Robertson J R, Birck H G
Laryngoscope. 1976 Jul;86(7):965-70. doi: 10.1288/00005537-197607000-00009.
This paper focuses on vocal cord paralysis in children after operation for tracheoesophageal fistula and/or esophageal atresia. We reviewed the charts of 65 children who were operated upon for congenital esophageal atresia and/or tracheoesophageal fistula during a period from 1964 to 1974. Ten of these children manifested laryngeal symptoms. Five had laryngeal paralysis. Two were untreated. One was treated with cordectomy and stent. Two were treated successfully with the Thornell arytenoidectomy, one of these being done without a tracheotomy in place.

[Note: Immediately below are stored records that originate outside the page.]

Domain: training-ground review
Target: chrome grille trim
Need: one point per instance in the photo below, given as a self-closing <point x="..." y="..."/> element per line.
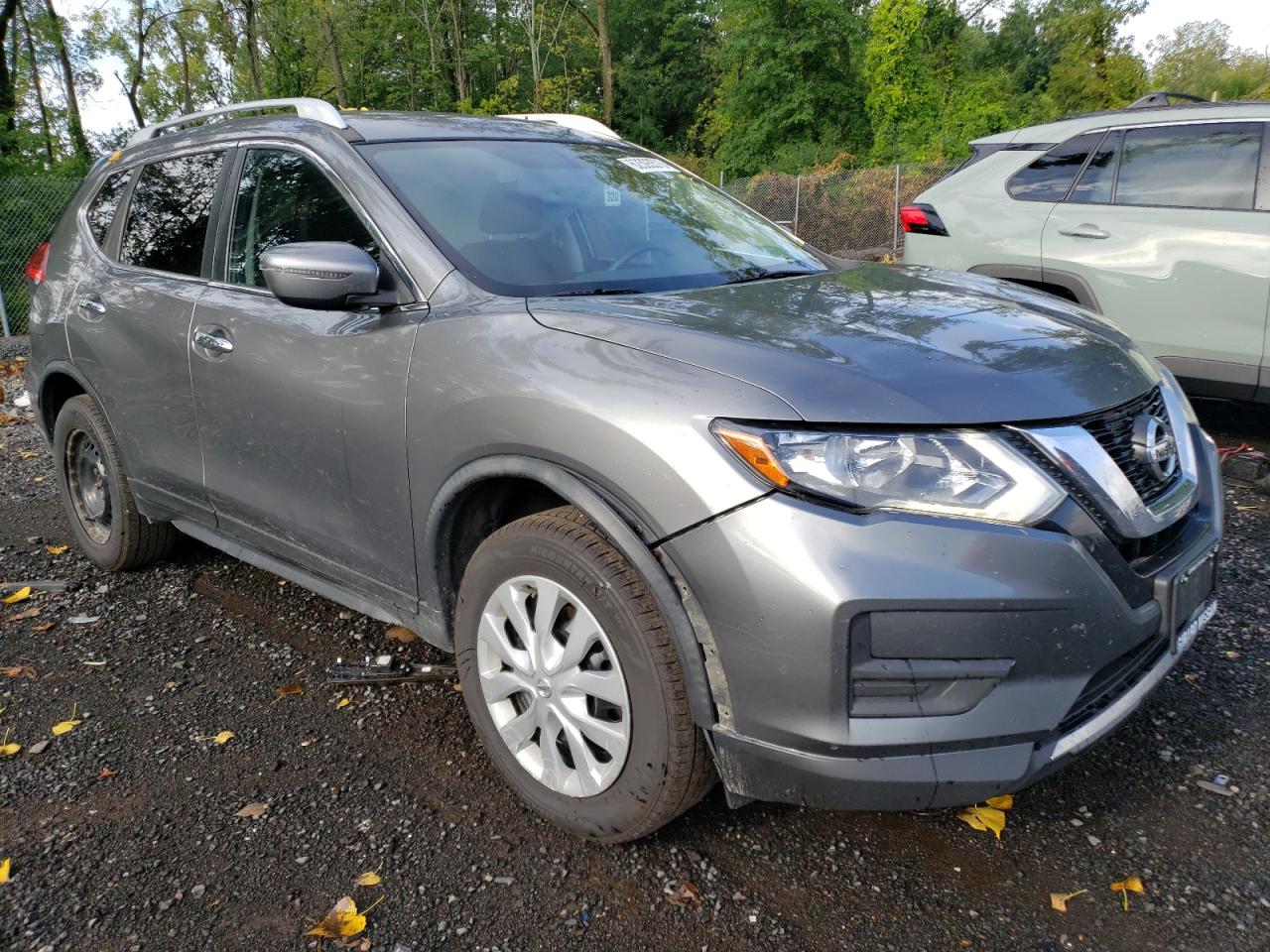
<point x="1083" y="460"/>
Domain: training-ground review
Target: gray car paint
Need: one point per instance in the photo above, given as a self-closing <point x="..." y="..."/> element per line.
<point x="336" y="442"/>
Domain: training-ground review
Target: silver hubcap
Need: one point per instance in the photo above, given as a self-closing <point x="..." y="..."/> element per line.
<point x="89" y="485"/>
<point x="554" y="687"/>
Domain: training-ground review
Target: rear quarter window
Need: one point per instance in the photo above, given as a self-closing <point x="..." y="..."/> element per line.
<point x="100" y="211"/>
<point x="1047" y="179"/>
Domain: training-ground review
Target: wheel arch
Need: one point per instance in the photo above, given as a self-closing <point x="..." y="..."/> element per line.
<point x="489" y="493"/>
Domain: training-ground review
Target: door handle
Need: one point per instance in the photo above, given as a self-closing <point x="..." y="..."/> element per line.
<point x="1084" y="231"/>
<point x="212" y="341"/>
<point x="93" y="303"/>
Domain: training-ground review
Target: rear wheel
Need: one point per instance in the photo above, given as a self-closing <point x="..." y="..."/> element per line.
<point x="93" y="484"/>
<point x="572" y="679"/>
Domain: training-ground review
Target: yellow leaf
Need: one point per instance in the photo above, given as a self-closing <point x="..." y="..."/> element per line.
<point x="1060" y="900"/>
<point x="1130" y="884"/>
<point x="983" y="819"/>
<point x="399" y="634"/>
<point x="341" y="921"/>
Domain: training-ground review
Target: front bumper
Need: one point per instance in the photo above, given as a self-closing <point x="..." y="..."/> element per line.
<point x="1020" y="648"/>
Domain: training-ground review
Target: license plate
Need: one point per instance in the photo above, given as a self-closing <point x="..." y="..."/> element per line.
<point x="1191" y="602"/>
<point x="1193" y="627"/>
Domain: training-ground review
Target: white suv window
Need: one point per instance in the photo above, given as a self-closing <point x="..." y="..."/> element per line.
<point x="1206" y="166"/>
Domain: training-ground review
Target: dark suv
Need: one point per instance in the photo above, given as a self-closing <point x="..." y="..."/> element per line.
<point x="683" y="494"/>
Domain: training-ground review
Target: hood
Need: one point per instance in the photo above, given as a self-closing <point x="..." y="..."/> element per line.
<point x="880" y="344"/>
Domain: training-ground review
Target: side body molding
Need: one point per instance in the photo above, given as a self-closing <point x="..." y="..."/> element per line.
<point x="437" y="598"/>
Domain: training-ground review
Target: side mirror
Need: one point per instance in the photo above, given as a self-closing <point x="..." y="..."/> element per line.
<point x="321" y="276"/>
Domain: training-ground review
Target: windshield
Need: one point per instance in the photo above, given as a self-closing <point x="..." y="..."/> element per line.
<point x="530" y="218"/>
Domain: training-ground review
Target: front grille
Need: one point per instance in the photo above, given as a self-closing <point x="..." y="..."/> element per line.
<point x="1112" y="680"/>
<point x="1112" y="429"/>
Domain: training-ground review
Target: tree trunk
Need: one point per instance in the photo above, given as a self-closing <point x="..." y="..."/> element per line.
<point x="7" y="103"/>
<point x="253" y="48"/>
<point x="606" y="59"/>
<point x="37" y="84"/>
<point x="72" y="116"/>
<point x="457" y="41"/>
<point x="327" y="30"/>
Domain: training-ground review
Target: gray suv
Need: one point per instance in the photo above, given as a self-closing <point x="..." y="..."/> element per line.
<point x="685" y="497"/>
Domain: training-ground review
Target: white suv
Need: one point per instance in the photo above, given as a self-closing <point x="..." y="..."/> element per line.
<point x="1156" y="216"/>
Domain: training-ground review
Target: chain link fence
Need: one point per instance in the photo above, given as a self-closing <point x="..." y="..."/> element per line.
<point x="30" y="208"/>
<point x="849" y="212"/>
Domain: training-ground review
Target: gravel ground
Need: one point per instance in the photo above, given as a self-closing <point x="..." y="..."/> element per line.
<point x="122" y="833"/>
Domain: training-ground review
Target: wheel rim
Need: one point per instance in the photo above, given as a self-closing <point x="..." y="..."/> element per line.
<point x="553" y="685"/>
<point x="89" y="485"/>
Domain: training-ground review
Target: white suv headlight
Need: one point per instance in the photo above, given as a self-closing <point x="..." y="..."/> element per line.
<point x="964" y="474"/>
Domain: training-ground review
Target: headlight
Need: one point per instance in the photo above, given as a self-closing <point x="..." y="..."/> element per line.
<point x="964" y="474"/>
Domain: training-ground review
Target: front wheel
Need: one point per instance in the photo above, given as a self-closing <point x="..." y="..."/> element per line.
<point x="93" y="484"/>
<point x="572" y="679"/>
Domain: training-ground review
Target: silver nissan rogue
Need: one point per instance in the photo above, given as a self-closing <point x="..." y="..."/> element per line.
<point x="686" y="498"/>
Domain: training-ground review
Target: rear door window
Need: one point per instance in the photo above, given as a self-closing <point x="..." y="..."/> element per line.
<point x="282" y="197"/>
<point x="1098" y="177"/>
<point x="100" y="211"/>
<point x="169" y="212"/>
<point x="1205" y="166"/>
<point x="1049" y="178"/>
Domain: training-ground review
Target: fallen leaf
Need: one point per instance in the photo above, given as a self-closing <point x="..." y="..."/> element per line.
<point x="1130" y="884"/>
<point x="399" y="634"/>
<point x="1060" y="900"/>
<point x="67" y="726"/>
<point x="983" y="819"/>
<point x="343" y="920"/>
<point x="19" y="595"/>
<point x="685" y="893"/>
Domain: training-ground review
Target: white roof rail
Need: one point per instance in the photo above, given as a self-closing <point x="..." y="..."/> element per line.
<point x="579" y="123"/>
<point x="305" y="108"/>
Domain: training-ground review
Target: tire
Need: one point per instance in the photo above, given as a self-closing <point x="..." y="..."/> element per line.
<point x="121" y="538"/>
<point x="667" y="766"/>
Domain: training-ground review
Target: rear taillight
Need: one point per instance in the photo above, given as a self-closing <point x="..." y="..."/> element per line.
<point x="39" y="263"/>
<point x="921" y="220"/>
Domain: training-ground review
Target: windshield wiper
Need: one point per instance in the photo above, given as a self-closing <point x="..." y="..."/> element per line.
<point x="769" y="276"/>
<point x="599" y="291"/>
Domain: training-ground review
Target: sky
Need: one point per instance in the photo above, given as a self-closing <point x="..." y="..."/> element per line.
<point x="1248" y="21"/>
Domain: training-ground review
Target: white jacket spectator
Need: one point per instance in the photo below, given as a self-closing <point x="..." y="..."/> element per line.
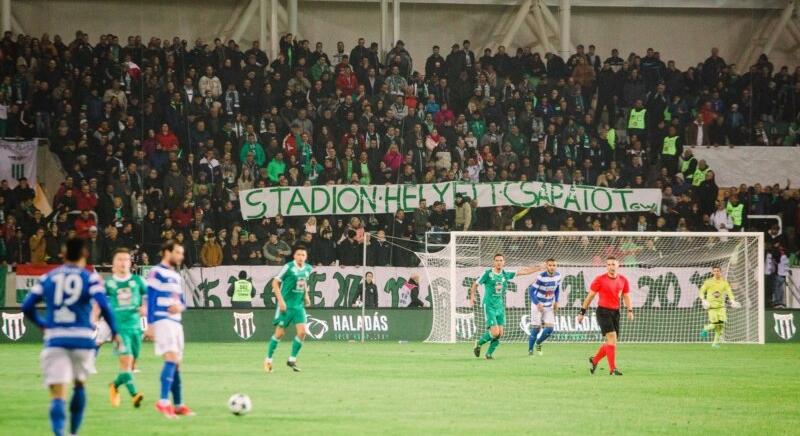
<point x="720" y="219"/>
<point x="210" y="83"/>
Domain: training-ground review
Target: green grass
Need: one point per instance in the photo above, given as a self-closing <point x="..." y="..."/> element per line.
<point x="389" y="388"/>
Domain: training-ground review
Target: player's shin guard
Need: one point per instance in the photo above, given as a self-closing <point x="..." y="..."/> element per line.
<point x="532" y="338"/>
<point x="545" y="334"/>
<point x="177" y="397"/>
<point x="129" y="384"/>
<point x="493" y="346"/>
<point x="601" y="353"/>
<point x="76" y="406"/>
<point x="167" y="375"/>
<point x="611" y="353"/>
<point x="297" y="344"/>
<point x="125" y="378"/>
<point x="273" y="344"/>
<point x="57" y="416"/>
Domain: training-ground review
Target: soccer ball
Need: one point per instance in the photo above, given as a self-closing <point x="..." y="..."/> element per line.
<point x="240" y="404"/>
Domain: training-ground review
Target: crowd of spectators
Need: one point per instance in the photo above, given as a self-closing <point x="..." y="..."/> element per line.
<point x="158" y="138"/>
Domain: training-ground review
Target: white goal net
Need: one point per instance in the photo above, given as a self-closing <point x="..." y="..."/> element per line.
<point x="665" y="271"/>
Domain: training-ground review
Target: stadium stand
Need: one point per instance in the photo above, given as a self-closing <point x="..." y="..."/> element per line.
<point x="157" y="138"/>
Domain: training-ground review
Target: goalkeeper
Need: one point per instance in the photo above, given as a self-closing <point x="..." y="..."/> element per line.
<point x="712" y="295"/>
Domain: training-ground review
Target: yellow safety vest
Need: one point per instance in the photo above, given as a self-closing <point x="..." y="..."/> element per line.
<point x="636" y="119"/>
<point x="670" y="147"/>
<point x="242" y="290"/>
<point x="698" y="176"/>
<point x="611" y="137"/>
<point x="736" y="213"/>
<point x="686" y="163"/>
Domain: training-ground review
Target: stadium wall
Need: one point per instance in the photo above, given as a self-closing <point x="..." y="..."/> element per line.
<point x="229" y="325"/>
<point x="683" y="34"/>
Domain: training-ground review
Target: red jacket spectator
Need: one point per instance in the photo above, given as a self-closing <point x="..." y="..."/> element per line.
<point x="443" y="115"/>
<point x="347" y="82"/>
<point x="167" y="139"/>
<point x="393" y="158"/>
<point x="85" y="200"/>
<point x="182" y="216"/>
<point x="67" y="185"/>
<point x="83" y="223"/>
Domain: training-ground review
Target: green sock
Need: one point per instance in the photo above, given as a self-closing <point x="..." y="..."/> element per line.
<point x="718" y="333"/>
<point x="129" y="384"/>
<point x="273" y="344"/>
<point x="297" y="344"/>
<point x="122" y="378"/>
<point x="492" y="346"/>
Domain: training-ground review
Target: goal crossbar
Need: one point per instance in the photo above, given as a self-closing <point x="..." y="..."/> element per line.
<point x="667" y="264"/>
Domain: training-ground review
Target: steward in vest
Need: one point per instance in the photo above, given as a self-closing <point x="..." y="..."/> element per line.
<point x="242" y="292"/>
<point x="671" y="148"/>
<point x="736" y="212"/>
<point x="688" y="164"/>
<point x="637" y="122"/>
<point x="700" y="173"/>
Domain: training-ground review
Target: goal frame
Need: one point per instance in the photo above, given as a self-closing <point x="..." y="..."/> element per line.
<point x="452" y="247"/>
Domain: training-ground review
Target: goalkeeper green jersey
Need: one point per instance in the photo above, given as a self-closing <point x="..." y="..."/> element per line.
<point x="294" y="280"/>
<point x="495" y="286"/>
<point x="714" y="291"/>
<point x="125" y="298"/>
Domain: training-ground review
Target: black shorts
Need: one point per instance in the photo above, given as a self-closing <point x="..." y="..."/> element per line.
<point x="608" y="320"/>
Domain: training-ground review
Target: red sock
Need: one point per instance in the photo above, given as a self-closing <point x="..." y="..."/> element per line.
<point x="601" y="353"/>
<point x="611" y="351"/>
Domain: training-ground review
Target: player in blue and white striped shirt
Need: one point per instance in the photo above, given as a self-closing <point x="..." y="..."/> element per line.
<point x="544" y="303"/>
<point x="165" y="302"/>
<point x="68" y="293"/>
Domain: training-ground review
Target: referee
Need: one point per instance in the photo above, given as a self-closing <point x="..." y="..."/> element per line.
<point x="609" y="286"/>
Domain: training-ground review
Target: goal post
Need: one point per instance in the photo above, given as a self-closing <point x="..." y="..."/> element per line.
<point x="665" y="271"/>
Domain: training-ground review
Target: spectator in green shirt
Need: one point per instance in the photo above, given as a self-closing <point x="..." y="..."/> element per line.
<point x="252" y="145"/>
<point x="276" y="168"/>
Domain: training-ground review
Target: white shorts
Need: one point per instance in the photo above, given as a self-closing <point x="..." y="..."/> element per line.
<point x="547" y="316"/>
<point x="102" y="332"/>
<point x="168" y="337"/>
<point x="62" y="365"/>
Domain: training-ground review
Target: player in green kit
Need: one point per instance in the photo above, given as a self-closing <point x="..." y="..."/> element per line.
<point x="495" y="284"/>
<point x="712" y="295"/>
<point x="291" y="293"/>
<point x="126" y="292"/>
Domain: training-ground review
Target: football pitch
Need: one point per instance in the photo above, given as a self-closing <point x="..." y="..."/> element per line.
<point x="414" y="388"/>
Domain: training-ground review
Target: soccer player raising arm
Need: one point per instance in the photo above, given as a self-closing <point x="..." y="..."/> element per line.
<point x="609" y="286"/>
<point x="712" y="295"/>
<point x="495" y="283"/>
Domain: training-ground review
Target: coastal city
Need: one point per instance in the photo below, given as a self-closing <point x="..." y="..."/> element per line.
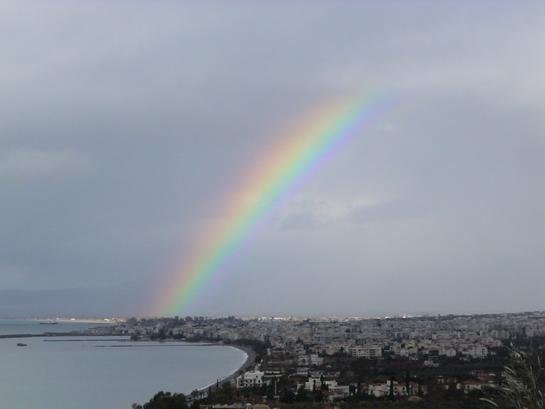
<point x="352" y="361"/>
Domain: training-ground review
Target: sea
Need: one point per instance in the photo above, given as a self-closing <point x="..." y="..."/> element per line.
<point x="78" y="372"/>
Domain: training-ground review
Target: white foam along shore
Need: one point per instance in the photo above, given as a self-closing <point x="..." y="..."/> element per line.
<point x="248" y="362"/>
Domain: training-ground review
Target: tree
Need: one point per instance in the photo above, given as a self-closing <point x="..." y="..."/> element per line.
<point x="166" y="400"/>
<point x="522" y="387"/>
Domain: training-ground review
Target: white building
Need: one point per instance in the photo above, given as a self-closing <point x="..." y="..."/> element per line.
<point x="250" y="379"/>
<point x="368" y="352"/>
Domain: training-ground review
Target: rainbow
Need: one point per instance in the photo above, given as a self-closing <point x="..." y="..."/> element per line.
<point x="278" y="172"/>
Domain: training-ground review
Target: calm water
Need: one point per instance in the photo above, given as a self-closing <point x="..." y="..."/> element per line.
<point x="106" y="373"/>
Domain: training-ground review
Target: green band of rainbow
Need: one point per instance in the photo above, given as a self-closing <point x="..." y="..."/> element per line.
<point x="278" y="172"/>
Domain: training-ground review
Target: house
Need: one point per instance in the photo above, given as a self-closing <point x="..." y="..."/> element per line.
<point x="249" y="379"/>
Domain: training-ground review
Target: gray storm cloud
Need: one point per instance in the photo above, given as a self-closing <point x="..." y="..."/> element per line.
<point x="122" y="124"/>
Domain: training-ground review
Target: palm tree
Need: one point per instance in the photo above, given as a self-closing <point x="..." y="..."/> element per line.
<point x="522" y="384"/>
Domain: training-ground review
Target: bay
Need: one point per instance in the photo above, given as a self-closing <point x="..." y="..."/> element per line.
<point x="104" y="372"/>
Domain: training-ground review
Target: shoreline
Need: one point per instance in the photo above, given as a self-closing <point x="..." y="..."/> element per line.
<point x="248" y="362"/>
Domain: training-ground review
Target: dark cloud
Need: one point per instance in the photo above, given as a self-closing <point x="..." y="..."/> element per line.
<point x="122" y="127"/>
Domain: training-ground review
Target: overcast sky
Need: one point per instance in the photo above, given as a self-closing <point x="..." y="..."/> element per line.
<point x="123" y="123"/>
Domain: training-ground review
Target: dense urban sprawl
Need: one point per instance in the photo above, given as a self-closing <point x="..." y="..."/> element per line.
<point x="432" y="361"/>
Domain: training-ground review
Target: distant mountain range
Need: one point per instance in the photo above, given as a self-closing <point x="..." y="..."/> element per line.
<point x="118" y="301"/>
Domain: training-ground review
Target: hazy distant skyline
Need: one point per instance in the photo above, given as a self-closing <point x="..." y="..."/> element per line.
<point x="122" y="124"/>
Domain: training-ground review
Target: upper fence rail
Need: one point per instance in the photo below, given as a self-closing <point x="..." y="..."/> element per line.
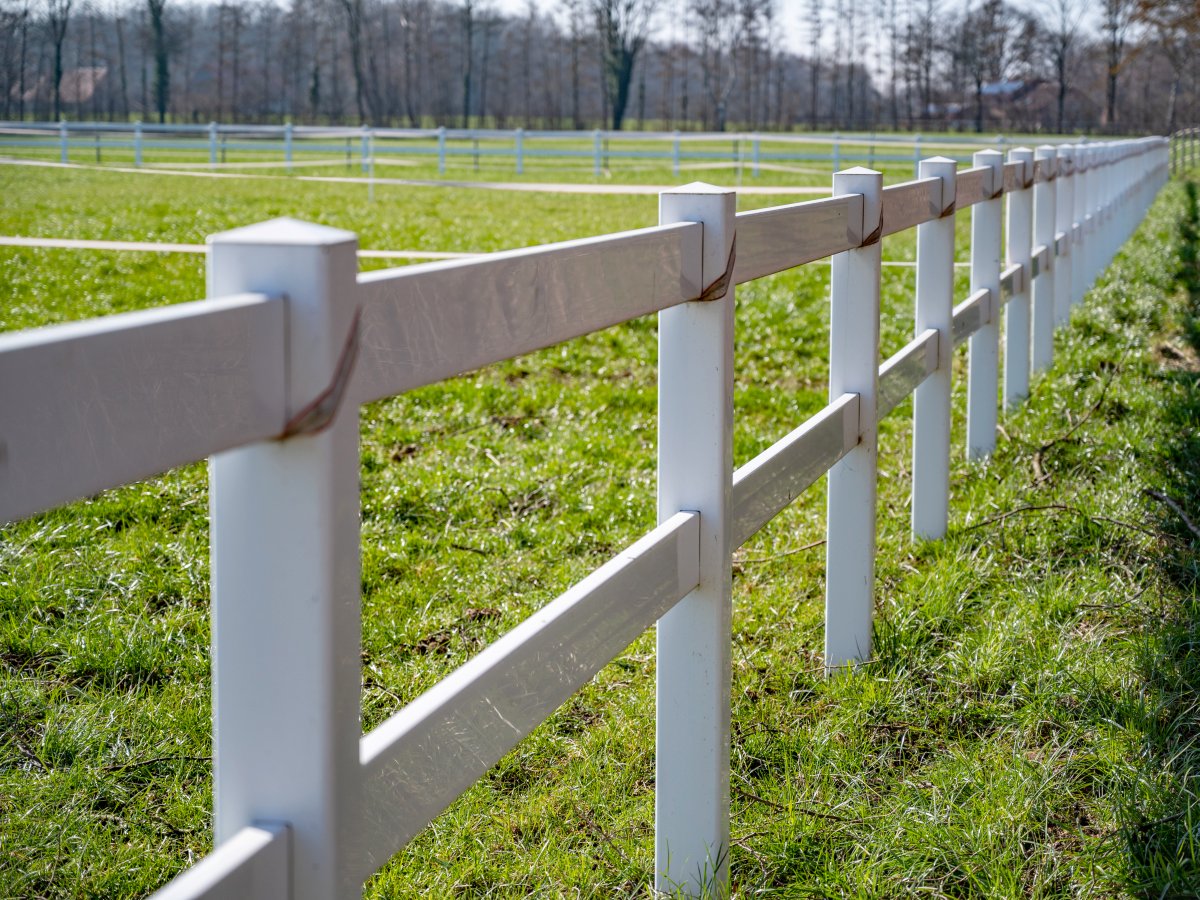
<point x="210" y="376"/>
<point x="294" y="340"/>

Mention is made of a third case of bilateral vocal cord paralysis due to hydrocephalus treated successfully by the Thornell procedure. Follow-up laryngoscopy was done on 21 children without laryngeal symptoms whiich revealed two previously unsuspected vocal cord paralyses and one vocal cord paresis which cleared.
本文聚焦于小儿食管闭锁及/或食管气管瘘手术后的声带麻痹。我们回顾了1964年至1974年间因先天性食管闭锁及/或食管气管瘘接受手术的65例患儿的病历。其中10例患儿出现喉部症状。5例发生喉麻痹。2例未接受治疗。1例行声带切除术及置入支架治疗。2例行索尔内尔杓状软骨切除术治疗成功,其中1例未行气管切开术。文中提及第3例因脑积水导致的双侧声带麻痹经索尔内尔手术成功治疗。对21例无喉部症状的患儿进行了随访喉镜检查,发现2例此前未被怀疑的声带麻痹及1例声带轻瘫已恢复。